Rob McClure, Christiane Noll and Zachary Unger in Chaplin.
Photo by Joan Marcus

The fall musical season began early, in August, with Chaplin, a bio-tuner about the silent film genius. Rob McClure stars at the Little Tramp in the Warren Carlyle-directed show, which follows Chaplin from the slums of London to stardom in Hollywood. Playing some the women in Chaplin's life (and there were many) are Jenn Colella, Erin Mackey and Christiane Noll. Opening night is Sept. 10 at the Barrymore. Rebecca, a stage version of novelist Daphne du Maurier's soapy saga of Manderlay, will begin at the Broadhurst on Oct. 20. Another bio-musical, Scandalous, a show about Jazz Age evangelist Aimee Semple McPherson, by Kathie Lee Gifford, David Friedman and David Pomeranz will feature tireless Carolee Carmello as the religious star. George Hearn plays two of the men in Aimee's life. The show's list of producers includes the church founded by controversial McPherson. It starts Oct. 13 at the Neil Simon Theatre.

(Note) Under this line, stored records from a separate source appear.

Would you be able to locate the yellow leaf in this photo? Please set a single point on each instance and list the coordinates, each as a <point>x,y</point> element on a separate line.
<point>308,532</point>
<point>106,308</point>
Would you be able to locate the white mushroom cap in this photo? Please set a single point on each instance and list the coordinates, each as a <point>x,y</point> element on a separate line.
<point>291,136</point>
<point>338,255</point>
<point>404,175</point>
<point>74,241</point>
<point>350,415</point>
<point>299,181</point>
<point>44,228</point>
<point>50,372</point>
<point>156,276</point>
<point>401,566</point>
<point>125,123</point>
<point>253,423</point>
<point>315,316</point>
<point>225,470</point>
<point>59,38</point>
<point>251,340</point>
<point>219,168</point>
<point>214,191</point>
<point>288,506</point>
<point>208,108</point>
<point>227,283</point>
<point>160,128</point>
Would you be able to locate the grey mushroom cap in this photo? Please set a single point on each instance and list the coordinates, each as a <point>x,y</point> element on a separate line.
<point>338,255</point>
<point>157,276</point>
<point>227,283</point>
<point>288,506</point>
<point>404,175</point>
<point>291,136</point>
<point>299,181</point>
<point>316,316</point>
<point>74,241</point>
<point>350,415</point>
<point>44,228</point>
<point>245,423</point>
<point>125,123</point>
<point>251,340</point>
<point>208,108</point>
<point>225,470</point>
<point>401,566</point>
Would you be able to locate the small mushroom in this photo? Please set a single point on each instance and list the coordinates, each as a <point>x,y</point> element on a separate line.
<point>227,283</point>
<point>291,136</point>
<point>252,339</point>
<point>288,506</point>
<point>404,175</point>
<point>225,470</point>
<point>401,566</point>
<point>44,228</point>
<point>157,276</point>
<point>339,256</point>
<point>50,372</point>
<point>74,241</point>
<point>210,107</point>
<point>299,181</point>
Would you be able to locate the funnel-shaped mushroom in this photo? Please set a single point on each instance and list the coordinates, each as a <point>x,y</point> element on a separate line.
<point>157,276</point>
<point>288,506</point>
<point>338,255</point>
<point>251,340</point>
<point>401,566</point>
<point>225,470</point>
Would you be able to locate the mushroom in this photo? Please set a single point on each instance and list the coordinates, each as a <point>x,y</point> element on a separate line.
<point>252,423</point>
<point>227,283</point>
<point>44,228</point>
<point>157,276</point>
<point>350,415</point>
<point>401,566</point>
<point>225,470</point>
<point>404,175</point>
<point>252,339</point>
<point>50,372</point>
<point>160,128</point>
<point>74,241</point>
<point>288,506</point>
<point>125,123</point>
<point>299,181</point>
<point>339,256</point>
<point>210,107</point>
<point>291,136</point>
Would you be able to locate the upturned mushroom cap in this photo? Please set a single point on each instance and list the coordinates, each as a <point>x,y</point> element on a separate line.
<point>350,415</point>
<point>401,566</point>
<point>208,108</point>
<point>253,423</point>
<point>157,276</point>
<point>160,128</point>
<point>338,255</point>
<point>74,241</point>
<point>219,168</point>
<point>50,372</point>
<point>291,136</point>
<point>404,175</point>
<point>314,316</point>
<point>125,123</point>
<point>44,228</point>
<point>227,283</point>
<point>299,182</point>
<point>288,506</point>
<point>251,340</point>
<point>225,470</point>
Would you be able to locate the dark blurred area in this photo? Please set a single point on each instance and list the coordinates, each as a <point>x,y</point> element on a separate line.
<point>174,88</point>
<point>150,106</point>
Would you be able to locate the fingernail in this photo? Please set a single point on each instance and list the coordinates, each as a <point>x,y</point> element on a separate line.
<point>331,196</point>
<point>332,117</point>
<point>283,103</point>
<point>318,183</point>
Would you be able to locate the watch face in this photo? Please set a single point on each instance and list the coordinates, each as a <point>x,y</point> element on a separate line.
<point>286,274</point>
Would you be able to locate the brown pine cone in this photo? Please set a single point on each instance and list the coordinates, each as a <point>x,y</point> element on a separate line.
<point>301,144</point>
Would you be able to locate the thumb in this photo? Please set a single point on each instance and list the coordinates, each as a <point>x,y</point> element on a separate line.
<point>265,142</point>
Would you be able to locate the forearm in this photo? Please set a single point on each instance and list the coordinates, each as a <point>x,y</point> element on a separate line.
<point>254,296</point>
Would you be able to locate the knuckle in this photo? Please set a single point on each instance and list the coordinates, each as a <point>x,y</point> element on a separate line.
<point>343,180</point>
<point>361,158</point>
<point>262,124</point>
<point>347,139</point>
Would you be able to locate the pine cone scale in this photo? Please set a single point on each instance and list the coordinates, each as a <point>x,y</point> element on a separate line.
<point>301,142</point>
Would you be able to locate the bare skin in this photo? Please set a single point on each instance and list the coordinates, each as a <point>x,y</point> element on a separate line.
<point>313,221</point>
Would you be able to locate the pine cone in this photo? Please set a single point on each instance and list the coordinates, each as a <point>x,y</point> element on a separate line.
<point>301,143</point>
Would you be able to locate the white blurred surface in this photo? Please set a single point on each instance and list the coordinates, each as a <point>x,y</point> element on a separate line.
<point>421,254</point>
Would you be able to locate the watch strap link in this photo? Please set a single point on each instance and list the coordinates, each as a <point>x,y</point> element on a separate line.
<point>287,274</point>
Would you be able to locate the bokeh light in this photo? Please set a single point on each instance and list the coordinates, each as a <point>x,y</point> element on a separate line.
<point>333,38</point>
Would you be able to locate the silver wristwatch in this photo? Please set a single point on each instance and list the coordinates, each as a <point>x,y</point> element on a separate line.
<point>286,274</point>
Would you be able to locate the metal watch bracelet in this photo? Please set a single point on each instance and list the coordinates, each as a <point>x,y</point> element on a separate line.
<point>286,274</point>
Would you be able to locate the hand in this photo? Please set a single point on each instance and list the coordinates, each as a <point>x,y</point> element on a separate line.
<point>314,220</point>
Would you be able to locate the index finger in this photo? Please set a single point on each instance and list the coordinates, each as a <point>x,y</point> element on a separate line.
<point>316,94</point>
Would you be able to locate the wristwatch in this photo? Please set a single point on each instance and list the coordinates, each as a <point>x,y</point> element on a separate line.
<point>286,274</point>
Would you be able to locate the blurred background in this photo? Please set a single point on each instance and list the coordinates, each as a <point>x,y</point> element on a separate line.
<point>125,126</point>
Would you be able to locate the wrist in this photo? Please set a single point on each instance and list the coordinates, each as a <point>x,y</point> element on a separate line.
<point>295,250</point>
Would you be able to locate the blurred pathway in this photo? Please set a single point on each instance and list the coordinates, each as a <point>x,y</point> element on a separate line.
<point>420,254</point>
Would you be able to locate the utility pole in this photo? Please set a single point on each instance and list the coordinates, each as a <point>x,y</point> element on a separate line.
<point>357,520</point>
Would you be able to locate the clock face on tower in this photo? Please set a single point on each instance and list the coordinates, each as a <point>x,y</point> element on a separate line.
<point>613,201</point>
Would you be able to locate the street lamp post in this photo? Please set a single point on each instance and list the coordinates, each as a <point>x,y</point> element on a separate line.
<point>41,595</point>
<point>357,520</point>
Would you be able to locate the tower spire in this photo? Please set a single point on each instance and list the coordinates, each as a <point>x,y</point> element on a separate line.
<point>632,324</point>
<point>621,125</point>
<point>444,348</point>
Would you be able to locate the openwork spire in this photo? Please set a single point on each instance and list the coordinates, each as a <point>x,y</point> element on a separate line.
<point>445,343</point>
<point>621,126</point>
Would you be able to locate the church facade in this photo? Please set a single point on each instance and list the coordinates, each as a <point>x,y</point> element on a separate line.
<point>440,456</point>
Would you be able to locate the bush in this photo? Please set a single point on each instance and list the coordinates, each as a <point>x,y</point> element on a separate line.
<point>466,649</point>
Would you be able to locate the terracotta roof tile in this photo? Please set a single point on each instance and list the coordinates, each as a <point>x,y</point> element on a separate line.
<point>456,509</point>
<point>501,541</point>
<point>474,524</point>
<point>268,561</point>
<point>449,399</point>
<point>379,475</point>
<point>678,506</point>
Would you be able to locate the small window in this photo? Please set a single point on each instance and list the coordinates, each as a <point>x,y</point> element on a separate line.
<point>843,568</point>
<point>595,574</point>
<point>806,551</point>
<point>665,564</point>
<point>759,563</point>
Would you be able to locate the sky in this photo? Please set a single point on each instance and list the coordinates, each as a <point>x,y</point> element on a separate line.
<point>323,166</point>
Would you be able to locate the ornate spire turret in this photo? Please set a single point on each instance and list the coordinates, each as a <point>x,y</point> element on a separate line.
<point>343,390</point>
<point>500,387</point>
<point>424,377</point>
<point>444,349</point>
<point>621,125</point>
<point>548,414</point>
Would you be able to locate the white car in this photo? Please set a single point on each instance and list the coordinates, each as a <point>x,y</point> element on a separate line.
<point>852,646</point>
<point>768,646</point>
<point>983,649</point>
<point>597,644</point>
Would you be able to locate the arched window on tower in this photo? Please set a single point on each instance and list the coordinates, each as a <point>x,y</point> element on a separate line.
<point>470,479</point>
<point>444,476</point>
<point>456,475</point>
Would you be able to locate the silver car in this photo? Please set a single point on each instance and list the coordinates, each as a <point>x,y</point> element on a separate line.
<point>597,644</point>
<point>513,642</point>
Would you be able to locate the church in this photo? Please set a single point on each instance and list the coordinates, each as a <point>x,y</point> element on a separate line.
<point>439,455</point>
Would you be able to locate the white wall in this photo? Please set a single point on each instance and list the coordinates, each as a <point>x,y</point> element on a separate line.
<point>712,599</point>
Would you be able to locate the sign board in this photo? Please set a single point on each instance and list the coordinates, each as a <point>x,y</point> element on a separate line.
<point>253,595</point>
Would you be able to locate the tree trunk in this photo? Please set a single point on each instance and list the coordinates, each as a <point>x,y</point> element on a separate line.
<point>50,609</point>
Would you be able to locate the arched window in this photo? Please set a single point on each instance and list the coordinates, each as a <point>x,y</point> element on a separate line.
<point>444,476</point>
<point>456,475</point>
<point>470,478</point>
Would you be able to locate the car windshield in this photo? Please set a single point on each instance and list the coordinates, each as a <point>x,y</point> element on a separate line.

Otherwise, the fall will be dominated by revivals of musicals that topped the awards lists in their day. First out of the gate is the timeless Depression-era fable Annie. The red-haired moppet has visited the New York stage twice since her original, lengthy stay in the late '70s and early '80s, including a Broadway revival and a Madison Square Garden tour engagement. This time she's got a first-rate team behind her, including director James Lapine, who is taking a break from staging cerebral Sondheim musicals, and two-time Tony winner Katie Finneran, who will play villainous Miss Hannigan. Lilla Crawford is the orphan in question. Aussie star Anthony Warlow plays billionaire Republican Daddy Warbucks. Previews begin Oct. 3 at the Palace.

Stephanie J. Block

Beginning performances Oct. 19, at Studio 54, will be the first-ever Broadway revival of Rupert Holmes' multiple Tony-winning The Mystery of Edwin Drood. Directed by Scott Ellis, the "whodunnit musical," based on Charles Dickens' final, unfinished novel, does not lack for a cast: Chita Rivera, Jim Norton, Stephanie J. Block, Will Chase, Gregg Edelman, Jessie Mueller and Betsy Wolfe are among the willing suspects. It opens Nov. 13. Finally, holiday cheer will be furnished by two shows: A Christmas Story, The Musical! based on the Jean Shepherd stories and beloved 1983 film of the same title, which will play a limited holiday engagement beginning Nov. 5 at the Lunt-Fontanne Theatre (marking the Broadway debut of the hot young songwriting team Justin Paul and Benj Pasek, late of Dogfight); and the return of Elf The Musical, another celluloid-drawn yuletide yarn, running at the Hirschfeld from Nov. 9.

If you can't get into Jersey Boys this fall, how about Frankie Valli and the Four Seasons On Broadway? After years of playing thousands of venues from San Francisco to Savannah to Sydney, Frankie Valli and the Four Seasons will celebrate the their 50th anniversary at the Broadway Theatre Oct. 19-27.